Accelerated DESPOT1 with variable parameters for 3D T1 brain mapping

Purpose: Driven equilibrium single pulse observation of T1 (DESPOT1) is a reliable technique for clinical 3D T1 brain mapping. However, its fixed repetition time (TR) and bandwidth (BW) and its linear modeling to estimate T1 conveys to an inefficient imaging protocol. We propose a variable DESPOT1 (vDESPOT1) acquisition and modeling strategy to improve scan efficiency and to accelerate image acquisition. Methods: vDESPOT1 uses SPGR acquisitions with optimized combinations of TRs, BWs, and FAs, coupled with dictionary-based reconstruction to achieve faster acquisition and more efficient T1 mapping. The proposed vDESPOT1 method was compared to DESPOT1 and inversion recovery spin echo (IR-SE) in phantom and in ten brain healthy subjects.

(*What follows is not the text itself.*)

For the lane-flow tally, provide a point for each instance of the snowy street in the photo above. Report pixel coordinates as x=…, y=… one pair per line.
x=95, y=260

Results: Results demonstrate a reduction in scan time of approximately 40 %, allowing faster 3D brain T1 mapping while maintaining accuracy and T1NR in comparison to conventional DESPOT1. Also, the computational efficiency of a pre-computed dictionary of vDESPOT1 reduces the reconstruction time by ∼50× in comparison linear regression of conventional DESPOT1. Variable BW can enhance scan efficiency without significantly affecting the SNR for T1 when using vDESPOT1. Conclusion: These time improvements make vDESPOT1 particularly valuable for dynamic and high-field MRI applications, such as thermal therapy monitoring, pharmacokinetic analysis in DCE-MRI, and imaging in anatomies prone to motion, including the heart, liver, and lungs.